La lettre est émouvante, émane d'un jeune futur énarque. L'origine a son importance en ce qu'elle marque, caractérise même : l'élite dirigeante, la tête de ce grand corps d'État. La tête s'interroge, interpelle : ses enseignants, ses maîtres, la Nation. Dans ce monde de l'instantanéité, de l'immédiat et de ses communautés éphémères, dans ce monde s'est perdue la voie de la Tradition, de l'héritage. La belle hiérarchie que fonde la sélection et qui produit l'élite est menacée de disparaître. L'heure est grave, le ton de l'adresse à la mesure. Le futur Grand Commis écrit bien, en longues périodes soigneusement balancées. No future pour faire court. Pas de futur possible sans passé. Pascal, le grand Blaise, n'aurait pas dit mieux. Une page, classieuse.
En soi, l'histoire n'est pas nouvelle et s'intègre dans un discours plus vaste qui est celui du conservatisme. Lequel a su, depuis toujours, parer des plus beaux atours de la spiritualité et de la nostalgie son long corps maigre de bréhaigne. La chronologie d'une pensée fondée en 1700 et des..., comme les grandes maisons bourgeoises, rassure. La filiation finit par conférer un droit du sang à ce qui en est, justement, particulièrement dépourvu. Ce qui n'irrigue plus, ne fertilise plus, n'est non pas le signe d'une pensée anémiée, d'un pleur de chlorose, mais au contraire le signe que nous en avons perdu la source. Ce prêche du retour peut emprunter l'aspect plaisant, écologique même, du Back to the trees ! Mais il donne à l'originel une métaphore virginale, une aura de pureté singulière, qui a prouvé à maintes reprises à quel point il nourrissait les totalitarismes les plus abjects.
"Partir de rien pour arriver nulle part" visiblement, ne le fait pas à notre futur énarque, en ce qu'il représente l'antithèse d'une voie, d'un chemin qui tout bourgeoisement part d'ici pour arriver là. Ce là, à le lire, n'a pas le parfum d'Éden qu'il rêvait. Plutôt que de condamner l'inanité du chemin qui l'a fait aboutir à ce "nulle part" (que l'on réserve ordinairement aux exclus), il faut impérativement donner corps et vie, faire naître et si possible pas du néant ce "nulle part", bref lui donner une Origine.
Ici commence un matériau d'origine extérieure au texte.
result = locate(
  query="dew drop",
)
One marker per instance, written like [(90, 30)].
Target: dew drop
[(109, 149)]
Légitimer par la source et c'est tout le travail de la filiation que l'on met en branle. Une pensée née d'un deuil, mortifère, à laquelle le conservatisme dont il est tout parfumé, donne un joli nom : Tradition.
Je voudrai répondre à ce jeune homme et le rassurer sur deux points.
Le premier est qu'il s'est peut-être tout simplement trompé, qu'il était fait pour être un jeune de banlieue, un demandeur d'emploi, un de ces êtres transparents à la Nation dont seul le nombre procure l'opacité nécessaire à la visibilité. Voilà qui l'aurait peut-être soulagé du poids de sa singularité. Il n'est pas trop tard.
Le second point est que, bien à tomber, la Tradition se contrefout de l'Origine, au besoin elle s'en invente. La Tradition est faite de résurgences éphémères, emprunte des chemins divers qui se perdent dans les sables et les temps des hommes. Elle exige pour être reconnue non pas de savoir d'où elle vient mais plutôt de savoir où elle semble se diriger. C'est en cela qu'elle est gage de modernité. À la filiation d'airain que souhaite notre jeune homme, la Tradition offre des signes à peine perceptibles, légers, aériens, qu'un souffle pose ou disperse. Plus encore, la Tradition est éparse, diffuse même. C'est peut-être au fond quelque chose dans laquelle l'on baigne sans réellement s'en rendre compte. À moins, mais rien n'est moins sûr, d'avoir atteint un certain degré de dépouillement.
Heureux sont les simples en esprit. Eux n'ont pas besoin d'ascèse.